Notice of Pre-AIA  or AIA  Status
The present application, filed on or after March 16, 2013, is being examined under the first inventor to file provisions of the AIA .

Response to Amendment
This is in response to Applicant’s request for continued examination which was filed on 11/23/2020 and has been entered. Claims 1, 23, 27 and 30 have been amended. No claims have been cancelled. No claims have been added. Claims 1-30 are pending in this application.
	
	
Response to Arguments
Claim 1 is amended to additionally recite “generate audio from a source different than the one or more media signals to playback as virtual sounds that originate from the one or more candidate spatial locations”. Independent claims 23, 27 and 30 are similarly amended. Applicant’s arguments with respect to claims have been considered but are moot because the arguments do not apply to the combination of references being used in the current rejection. 

Claim Rejections - 35 USC § 102
The following is a quotation of the appropriate paragraphs of 35 U.S.C. 102 that form the basis for the rejections under this section made in this Office action:
A person shall be entitled to a patent unless –

(a)(2) the claimed invention was described in a patent issued under section 151, or in an application for patent published or deemed published under section 122(b), in which the patent or application, as the case may be, names another inventor and was effectively filed before the effective filing date of the claimed invention.

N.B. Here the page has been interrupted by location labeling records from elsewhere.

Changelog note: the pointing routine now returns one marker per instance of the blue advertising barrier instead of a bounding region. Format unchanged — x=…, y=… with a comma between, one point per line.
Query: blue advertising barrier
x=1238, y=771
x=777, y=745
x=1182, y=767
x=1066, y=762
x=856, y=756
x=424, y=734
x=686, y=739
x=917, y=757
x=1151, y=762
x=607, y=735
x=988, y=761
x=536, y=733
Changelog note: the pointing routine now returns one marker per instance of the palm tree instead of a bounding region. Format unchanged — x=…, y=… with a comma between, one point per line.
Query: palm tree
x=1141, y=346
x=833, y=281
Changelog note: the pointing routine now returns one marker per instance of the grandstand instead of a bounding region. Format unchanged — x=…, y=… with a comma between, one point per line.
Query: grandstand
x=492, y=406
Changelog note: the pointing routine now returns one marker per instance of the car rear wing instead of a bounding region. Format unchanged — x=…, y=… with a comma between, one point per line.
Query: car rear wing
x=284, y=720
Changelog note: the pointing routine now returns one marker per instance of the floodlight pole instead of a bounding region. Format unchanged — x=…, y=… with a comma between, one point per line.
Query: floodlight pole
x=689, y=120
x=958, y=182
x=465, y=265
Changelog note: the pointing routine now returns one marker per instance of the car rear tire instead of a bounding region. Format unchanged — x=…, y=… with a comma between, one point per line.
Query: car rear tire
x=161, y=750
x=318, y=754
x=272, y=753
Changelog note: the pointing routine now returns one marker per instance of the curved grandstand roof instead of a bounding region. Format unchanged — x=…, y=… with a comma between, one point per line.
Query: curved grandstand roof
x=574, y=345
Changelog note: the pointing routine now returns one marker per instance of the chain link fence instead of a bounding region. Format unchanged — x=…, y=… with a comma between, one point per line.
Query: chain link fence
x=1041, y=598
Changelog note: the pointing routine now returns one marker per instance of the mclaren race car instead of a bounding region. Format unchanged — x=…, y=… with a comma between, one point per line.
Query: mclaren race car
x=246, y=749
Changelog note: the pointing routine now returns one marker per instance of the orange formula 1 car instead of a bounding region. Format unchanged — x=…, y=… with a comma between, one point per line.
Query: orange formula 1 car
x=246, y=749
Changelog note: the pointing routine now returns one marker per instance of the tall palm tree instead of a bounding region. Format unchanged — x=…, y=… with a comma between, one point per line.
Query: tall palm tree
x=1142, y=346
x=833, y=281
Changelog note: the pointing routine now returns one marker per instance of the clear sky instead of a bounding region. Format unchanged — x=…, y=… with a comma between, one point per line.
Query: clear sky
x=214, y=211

Claims 1-8, 11, 16-19 and 23-30 are rejected under 35 U.S.C. 102(a)(2) as being anticipated by U.S. Patent No. 9,654,644 (“Spittle et al.”).
Regarding claim 1, Spittle et al. discloses an apparatus (conference server 110) comprising: a processor configured to: 
	obtain one or more media signals (audio signals 123 of conference participants 120) associated with a scene (Fig. 2 audio conference scene in GUI 200);
	identify a spatial location in the scene for each source of the one or more media signals; 	identify audio content for each media signal of the one or more media signals (col. 8, lines 11-19, the central conference controller 111 may be configured to place the plurality of upstream audio signals 123 at particular locations within a 2D or 3D conference scene and generate information regarding the arrangement (i.e. the locations) of the plurality of upstream audio signals 123 within the conference scene);	
	determine, based on the identified spatial locations, one or more candidate spatial locations in the scene that are not associated with an audio source (col. 14, lines 29-33, the GUI 200 may allow to indicate and/or to modify additional sound locations 214 (which are illustrated as filled dots 214 in FIG. 2). Such sound locations 214 may be used to render sounds other than audio signals of the participants, e.g. conference notifications and/or music); and 
	generate audio from a source different than the one or more media signals to playback as virtual sounds that originate from the one or more candidate spatial locations (col. 27, lines 11-15, the scene manager can interpret the categorization tag provided alongside the audio signal and determine the appropriate processing based on the categorization tag by making use of a predefined X-point scene and to use one of the X talker locations of the predefined X-point scene for rendering the sound signal).

Claim 23 recites a method performed by the apparatus disclosed in claim 1 thus Claim 23 is rejected in view of Spittle et al. in the same manner as discussed in reference to claim 1 above. 

Claim 27 recites A non-transitory computer-readable medium comprising instructions that, when executed by a processor, cause the processor to perform operations of the apparatus disclosed in claim 1 thus Claim 27 is rejected in view of Spittle et al. in the same manner as discussed in reference to claim 1 above. 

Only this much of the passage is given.